Il est extrêmement important d’avoir l'opportunité de s'appuyer sur la riche histoire de l'orgue et de la faire connaître à une nouvelle génération d'artistes. Ces dernières années, le festival a commandé des œuvres à de nombreux artistes exceptionnels, dont vpour n'en citer que quelques-uns. Nous avons également eu la chance d'avoir des organistes comme James McVinnie et Frédéric Blondy pour interpréter ces nouvelles commandes.
Le festival est malheureusement en pause depuis 2022, car la boîte à souffle de l'orgue (Swell Box) nécessite une grosse réparation : les travaux sont en cours, ce qui me permet d’envisager le retour du festival.
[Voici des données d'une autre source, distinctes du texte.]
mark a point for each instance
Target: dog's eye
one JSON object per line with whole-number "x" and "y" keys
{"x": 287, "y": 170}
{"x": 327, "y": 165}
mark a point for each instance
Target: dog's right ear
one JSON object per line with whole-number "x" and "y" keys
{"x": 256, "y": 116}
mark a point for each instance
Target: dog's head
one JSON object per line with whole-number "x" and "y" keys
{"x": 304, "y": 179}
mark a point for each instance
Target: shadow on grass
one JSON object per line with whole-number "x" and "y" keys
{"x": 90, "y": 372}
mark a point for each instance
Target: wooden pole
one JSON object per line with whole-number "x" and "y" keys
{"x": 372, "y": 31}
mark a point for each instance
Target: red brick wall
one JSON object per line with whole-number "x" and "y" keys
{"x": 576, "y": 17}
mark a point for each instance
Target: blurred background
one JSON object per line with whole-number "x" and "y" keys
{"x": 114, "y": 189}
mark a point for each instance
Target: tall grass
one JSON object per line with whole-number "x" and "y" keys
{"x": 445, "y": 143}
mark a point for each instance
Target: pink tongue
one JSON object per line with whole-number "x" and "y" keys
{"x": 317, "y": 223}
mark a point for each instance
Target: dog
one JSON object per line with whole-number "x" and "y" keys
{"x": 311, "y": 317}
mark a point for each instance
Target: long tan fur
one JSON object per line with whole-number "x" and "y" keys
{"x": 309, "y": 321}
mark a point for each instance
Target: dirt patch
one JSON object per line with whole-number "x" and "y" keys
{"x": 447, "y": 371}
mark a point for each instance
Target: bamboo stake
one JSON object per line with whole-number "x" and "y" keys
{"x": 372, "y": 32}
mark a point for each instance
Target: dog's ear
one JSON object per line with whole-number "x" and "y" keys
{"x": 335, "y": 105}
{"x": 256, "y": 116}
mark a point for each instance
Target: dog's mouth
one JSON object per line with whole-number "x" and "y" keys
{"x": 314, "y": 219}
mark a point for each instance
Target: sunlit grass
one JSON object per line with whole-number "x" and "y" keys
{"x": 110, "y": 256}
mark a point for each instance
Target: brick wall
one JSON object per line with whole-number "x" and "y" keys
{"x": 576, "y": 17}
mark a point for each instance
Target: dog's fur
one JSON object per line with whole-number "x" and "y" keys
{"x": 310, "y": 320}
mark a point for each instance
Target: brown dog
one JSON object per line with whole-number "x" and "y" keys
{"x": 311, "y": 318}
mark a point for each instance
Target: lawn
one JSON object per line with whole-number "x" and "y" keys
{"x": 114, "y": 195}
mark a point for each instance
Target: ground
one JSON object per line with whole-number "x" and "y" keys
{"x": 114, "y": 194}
Quelle organiste êtes-vous et comment travaillez-vous pour préparer un récital sur un nouvel instrument, comme celui que vous donnerez dans le cadre de Musica ? Comment équilibrez-vous les sons préenregistrés et la performance live ?
Chaque orgue est différent, leur registration produisant des palettes sonores toujours différentes. Leur taille varie et l'espace fait partie intégrante de l'instrument : concrètement, vous jouez l’espace. Pouvoir expérimenter avec l’acoustique est quelque chose de vraiment passionnant, et bien sûr, à chaque fois qu’on aborde un orgue différent, il faut apprendre à connaître l'instrument et l'espace, ce qui rend chaque performance très spécifique au lieu. Je l'ai dit, ma pratique consiste à expérimenter la mécanique des jeux, ce qui permet de contrôler précisément la quantité de vent entrant dans chaque tuyau. Cela demande beaucoup de pratique et d'exploration pour apprendre chaque son incrémentiel que l'orgue peut produire. Chaque orgue étant unique, la pièce sera différente à chaque fois, mais c'est ce qui rend l'écriture et le travail sur cet instrument si fascinants.
Mais les choses deviennent vraiment délicates car il existe différents types de mécanismes : par exemple, l'orgue peut être à jeux électriques (où l'on ne peut pas jouer avec le vent) et à jeux mécaniques, et j'ai besoin d'un mécanisme pour tout produire en direct. Avec un orgue à jeux électriques, je dois aborder mon set différemment en utilisant des sons de vent préenregistrés et en les combinant avec les jeux de l'orgue en direct. J'ai besoin de beaucoup de préparation pour que ces sons se marient parfaitement avec l'instrument. Dans les deux cas, il faut toujours quelques jours de répétition avant le concert. Je compte sur mes échanges avec un organiste de Saint-Paul et sur les répétitions de septembre pour être aussi prête que possible. Ce sera ma première visite à Strasbourg.